Officials say the incident happened just before 8:00 a.m. on I-20 near State Highway 110. According to investigators, the victim was driving a Chevy Malibu west on the highway. Police allege the car was traveling too fast for the wet conditions when it lost control and slid off the road. It hit a light pole and rolled one or more times, then came to rest on its roof.

Shreveport Woman Injured in Rollover Accident on I-20 in Smith County, TX

The Malibu driver suffered serious injuries in the crash. No other people or vehicles were involved.

No further information is currently available.

Commentary by Attorney Michael Grossman

Police seem to think speeding was the primary culprit here and may be why the victim left her lane. I have no specific reason to doubt their findings, but I’ve been in this business long enough to know that preliminary reports should be taken with a grain or two of salt. I’ve seen many instances where police reports make at best an incomplete picture, and at worst are entirely mistaken.

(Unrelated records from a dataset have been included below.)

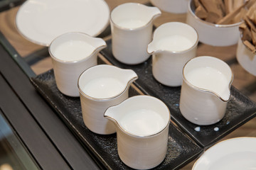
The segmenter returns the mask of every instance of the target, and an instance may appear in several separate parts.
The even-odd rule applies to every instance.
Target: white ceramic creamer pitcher
[[[166,86],[181,86],[182,69],[196,57],[198,42],[196,30],[186,23],[170,22],[158,27],[147,47],[153,55],[154,77]]]
[[[184,118],[199,125],[220,121],[230,98],[230,67],[213,57],[198,57],[186,64],[183,79],[180,110]]]
[[[116,125],[118,155],[125,164],[147,169],[164,159],[171,115],[161,101],[133,96],[107,108],[104,116]]]
[[[54,39],[49,46],[49,53],[59,91],[78,97],[79,76],[87,68],[97,65],[97,54],[106,47],[102,38],[82,33],[68,33]]]
[[[78,88],[82,118],[89,130],[102,135],[116,132],[114,125],[104,118],[104,113],[128,98],[130,84],[137,78],[132,69],[107,64],[94,66],[80,75]]]
[[[151,40],[153,20],[161,14],[156,7],[126,3],[111,12],[112,52],[119,62],[142,63],[149,57],[146,46]]]

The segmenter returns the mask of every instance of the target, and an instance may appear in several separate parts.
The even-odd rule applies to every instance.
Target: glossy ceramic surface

Many people, police sometimes included, are tempted to just blame a driver for a single-vehicle wreck and think no more of it. While it’s true that driver mistakes cause many such crashes, they can’t be taken for granted or assumed. Other factors, things out of the drivers’ control, also contribute to them and a proper investigation must take those factors into account. If the roads were wet, how big a factor was that in the car’s loss of traction? Is there adequate signage in the area? What’s visibility like on that stretch of road? Was the Chevy in good repair? Did anyone check it for malfunctions or defects, like faulty brakes or insufficient safety features? Could something have incapacitated the driver?

The point of those and many other questions is not to complicate things, but to clarify them. It may be tempting to blame everything on a single factor like speeding, but that’s reductive and possibly unfair to the injured victim. Instead, a proper investigation will account for all the potential factors, then find evidence which supports or refutes each one. That approach stands the best chance of connecting all the dots, but it’s also time- and resource-consuming. Did Smith County authorities commit enough resources to this crash to get things right?